Another popular technique that has gained fame on TikTok, was to look for color where there was none. Specifically, you can trick your brain into perceiving a black and white image as full color if you focus on the center point and the image switches to a high-contrast negative color image.

When you focus on a point, color receptors your eyes begin to tire. Your cones perceive color using three cones sensitive to blue, red, and green wavelengths. As soon as the reverse color image changes back to black and white, your eyes will perceive colors that were not present in the contrast version. The illusion occurs quickly, but for a moment you should perceive the black and white photograph in full, true color.

2. Out of Body VR

Virtual reality can be used to make you have an out-of-body experience. It's a bit like the rubber hand illusion, only this time it's full body immersion. The virtual environment should give you a copy of itself, and then all it has to do is poke you with a stick.

As one neuroscientist explained, your sense of self and body is built on a foundation of many sensory data Vision is a big part of this, but what you can physically feel and how you feel your body is oriented also matters. When you trick the brain by showing it new information that doesn’t match up, it goes a little crazy. In experiments, researchers were able to get participants to look at virtual bodies they were touching and actually feel like they were in that other virtual body when the sensations matched what they were also feeling. At one point, when a virtual body was smashed with a hammer, participants registered a fear response, including increased sweating and heart rate, as if they were experiencing the attack themselves.

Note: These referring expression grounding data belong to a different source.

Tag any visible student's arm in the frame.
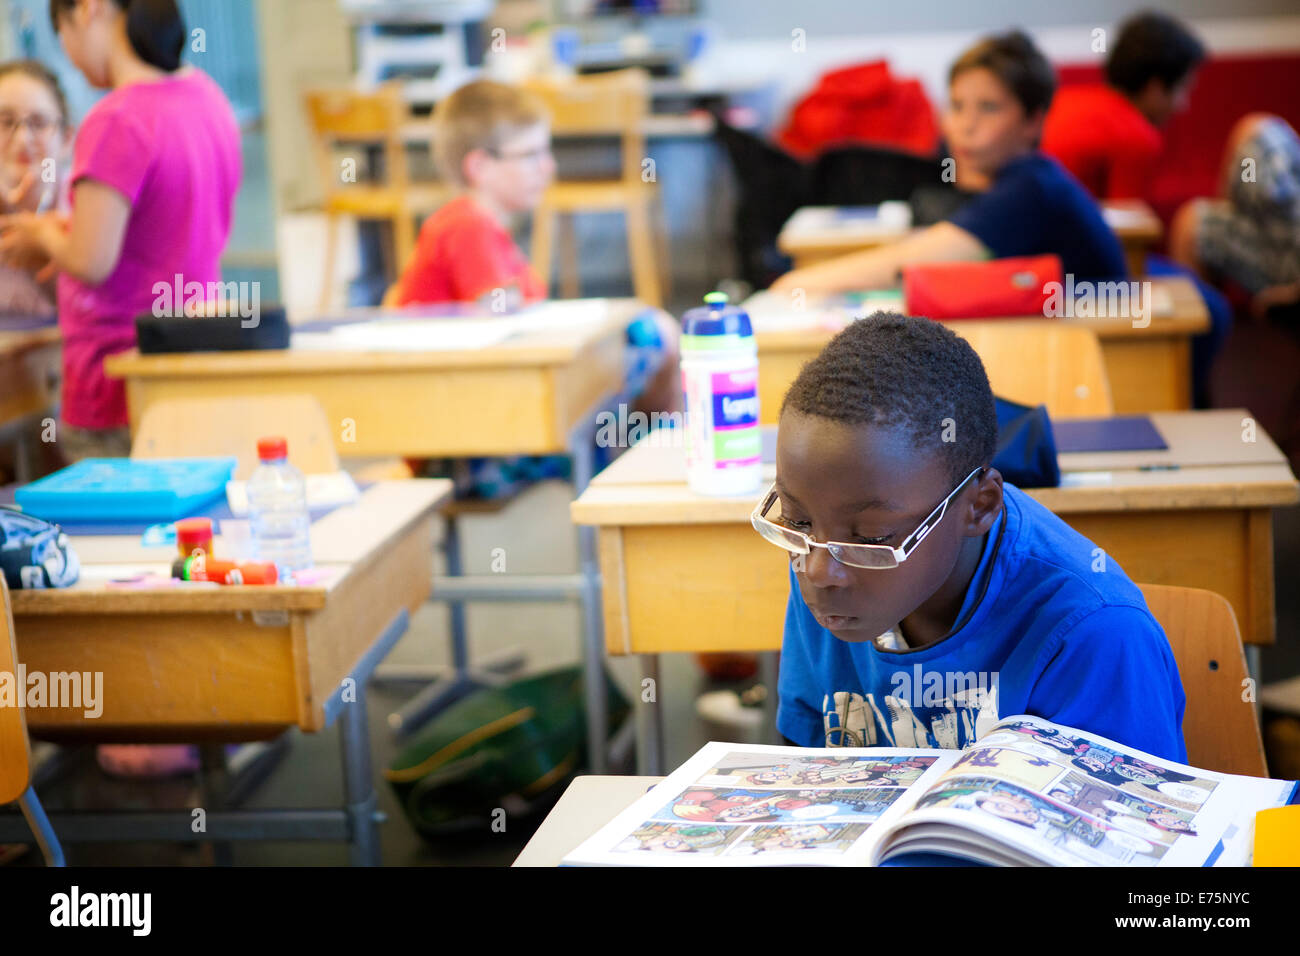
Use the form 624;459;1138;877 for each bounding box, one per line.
769;222;988;295
5;180;130;285
1027;605;1187;764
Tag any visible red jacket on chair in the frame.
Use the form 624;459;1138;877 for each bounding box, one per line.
777;60;940;159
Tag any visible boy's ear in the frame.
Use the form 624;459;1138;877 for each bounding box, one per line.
461;147;490;188
965;467;1004;536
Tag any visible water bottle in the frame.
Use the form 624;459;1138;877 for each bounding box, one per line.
681;292;762;496
247;436;312;582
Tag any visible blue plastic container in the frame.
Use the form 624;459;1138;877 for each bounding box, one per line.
15;457;238;523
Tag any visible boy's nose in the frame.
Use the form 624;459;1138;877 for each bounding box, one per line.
800;544;851;588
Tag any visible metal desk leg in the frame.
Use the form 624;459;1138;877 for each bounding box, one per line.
199;744;234;866
340;678;381;867
571;425;608;773
636;654;665;776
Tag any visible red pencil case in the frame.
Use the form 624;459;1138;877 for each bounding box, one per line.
903;255;1063;319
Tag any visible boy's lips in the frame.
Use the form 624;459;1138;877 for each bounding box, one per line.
810;607;860;629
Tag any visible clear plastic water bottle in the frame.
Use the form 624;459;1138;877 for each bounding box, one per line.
247;436;311;582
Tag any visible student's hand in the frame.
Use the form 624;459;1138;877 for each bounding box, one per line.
1250;281;1300;320
0;170;41;214
0;210;62;280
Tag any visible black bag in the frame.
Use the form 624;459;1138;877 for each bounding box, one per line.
992;396;1061;488
135;306;290;353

In another experiment, participants were asked to enter a virtual body and wear it as if it were their own. Then their perspective was changed so that instead of being in the body, they were looking at it. After this, all the participants who left the body and looked at it reported a significant reduction in fear. death In this case, the researchers suspected that the out-of-body experience allowed the participants to separate their body from their consciousness and, in doing so, lose some of the traditional fear of death.

1. Distorted body image can reduce pain

We know that pain has a strong psychological component, but just how strong it is can be surprising. Things like phantom limb syndrome or alien hand syndrome, show that your brain's perception of what your body is really like can be very different from reality, but still convince you that it is true. A distorted body image can actually affect how your mind perceives pain, even in chronic conditions, and it can be manipulated in some unusual ways.

In one study, patients with chronic arm pain were asked to look at their sore arm, perform a few movements, and then rate the pain they felt afterward. They did this four times under different conditions. One was normal, and three others used binoculars. They looked at their arm without magnification, with magnification, and then through binoculars that were inverted so their arms looked tiny. Nothing else was different.

Participants reported feeling more pain when their hand was enlarged. But when they looked through backward-facing binoculars at the tiny hand, they felt less pain What was even more interesting was that it wasn't all in their heads. The researchers measured inflammation after the experiment, and the swelling has decreased after the hand looked tiny. So it wasn't just a perception, it was an actual physical effect on the pain.